- 01.1 Buffers intro
- 01.2 Streaming intro
- 01.3 Memory / Time comparison
- 01.4 Our friend
Buffer
- 01.5 Our new friend stream
- 01.6 Summary
What is a buffer?
Buffers are an abstraction that allows us to deal with raw binary data in Node.js! They are particularly relevant when we are dealing with files and networks or I/O in general.
Let's create some buffers with some data:
// buffer-data.js
// Let's create some buffers with some data
const bufferFromString = Buffer.from('Ciao human')
const bufferFromByteArray = Buffer.from([67, 105, 97, 111, 32, 104, 117, 109, 97, 110])

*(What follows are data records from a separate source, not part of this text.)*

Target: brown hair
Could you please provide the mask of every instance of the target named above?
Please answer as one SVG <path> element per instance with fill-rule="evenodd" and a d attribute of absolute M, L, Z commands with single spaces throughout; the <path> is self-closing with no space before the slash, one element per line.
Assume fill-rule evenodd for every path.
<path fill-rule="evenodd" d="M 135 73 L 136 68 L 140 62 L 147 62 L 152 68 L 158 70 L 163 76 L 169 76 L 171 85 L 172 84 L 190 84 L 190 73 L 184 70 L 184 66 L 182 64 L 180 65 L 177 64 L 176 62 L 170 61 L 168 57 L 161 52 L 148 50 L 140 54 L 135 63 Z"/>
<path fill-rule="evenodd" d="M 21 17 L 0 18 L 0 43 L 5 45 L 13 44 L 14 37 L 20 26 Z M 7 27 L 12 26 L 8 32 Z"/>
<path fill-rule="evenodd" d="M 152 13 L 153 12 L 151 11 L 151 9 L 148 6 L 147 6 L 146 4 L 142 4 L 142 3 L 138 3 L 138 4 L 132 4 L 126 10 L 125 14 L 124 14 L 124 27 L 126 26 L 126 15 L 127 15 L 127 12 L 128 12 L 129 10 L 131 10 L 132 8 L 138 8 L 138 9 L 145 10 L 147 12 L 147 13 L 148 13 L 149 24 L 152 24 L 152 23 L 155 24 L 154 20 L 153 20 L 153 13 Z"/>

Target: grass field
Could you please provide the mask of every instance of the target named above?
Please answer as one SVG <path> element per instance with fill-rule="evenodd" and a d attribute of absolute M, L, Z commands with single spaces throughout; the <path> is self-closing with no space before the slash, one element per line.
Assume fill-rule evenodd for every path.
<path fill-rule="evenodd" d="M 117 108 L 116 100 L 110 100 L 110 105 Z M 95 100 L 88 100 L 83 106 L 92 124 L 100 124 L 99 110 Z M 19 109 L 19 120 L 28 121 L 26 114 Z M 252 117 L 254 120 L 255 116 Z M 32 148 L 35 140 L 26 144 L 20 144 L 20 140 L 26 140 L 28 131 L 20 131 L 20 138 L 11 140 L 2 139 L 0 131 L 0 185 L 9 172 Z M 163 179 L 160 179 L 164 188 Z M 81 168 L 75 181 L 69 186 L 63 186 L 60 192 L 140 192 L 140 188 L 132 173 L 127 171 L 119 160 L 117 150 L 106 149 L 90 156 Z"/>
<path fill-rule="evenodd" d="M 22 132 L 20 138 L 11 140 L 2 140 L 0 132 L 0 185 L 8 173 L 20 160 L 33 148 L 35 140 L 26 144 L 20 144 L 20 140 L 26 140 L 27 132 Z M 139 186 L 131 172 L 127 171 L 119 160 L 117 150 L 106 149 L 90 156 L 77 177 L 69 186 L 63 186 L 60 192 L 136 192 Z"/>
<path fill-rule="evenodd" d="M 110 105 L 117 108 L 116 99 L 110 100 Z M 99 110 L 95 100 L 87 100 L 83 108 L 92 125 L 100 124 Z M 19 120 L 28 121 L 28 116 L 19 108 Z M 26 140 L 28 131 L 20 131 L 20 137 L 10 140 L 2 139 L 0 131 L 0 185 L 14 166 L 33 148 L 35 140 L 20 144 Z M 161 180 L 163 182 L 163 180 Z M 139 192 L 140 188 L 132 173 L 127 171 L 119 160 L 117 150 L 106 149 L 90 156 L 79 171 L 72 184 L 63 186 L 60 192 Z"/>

const bufferFromHex = Buffer.from('4369616f2068756d616e', 'hex')
const bufferFromBase64 = Buffer.from('Q2lhbyBodW1hbg==', 'base64')
// data is stored in binary format
console.log(bufferFromString) // <Buffer 43 69 61 6f 20 68 75 6d 61 6e>
console.log(bufferFromByteArray) // <Buffer 43 69 61 6f 20 68 75 6d 61 6e>
console.log(bufferFromHex) // <Buffer 43 69 61 6f 20 68 75 6d 61 6e>
console.log(bufferFromBase64) // <Buffer 43 69 61 6f 20 68 75 6d 61 6e>
// Raw buffer data can be "visualized" as a string, as hex or base64
console.log(bufferFromString.toString('utf-8')) // Ciao human ('utf-8' is the default)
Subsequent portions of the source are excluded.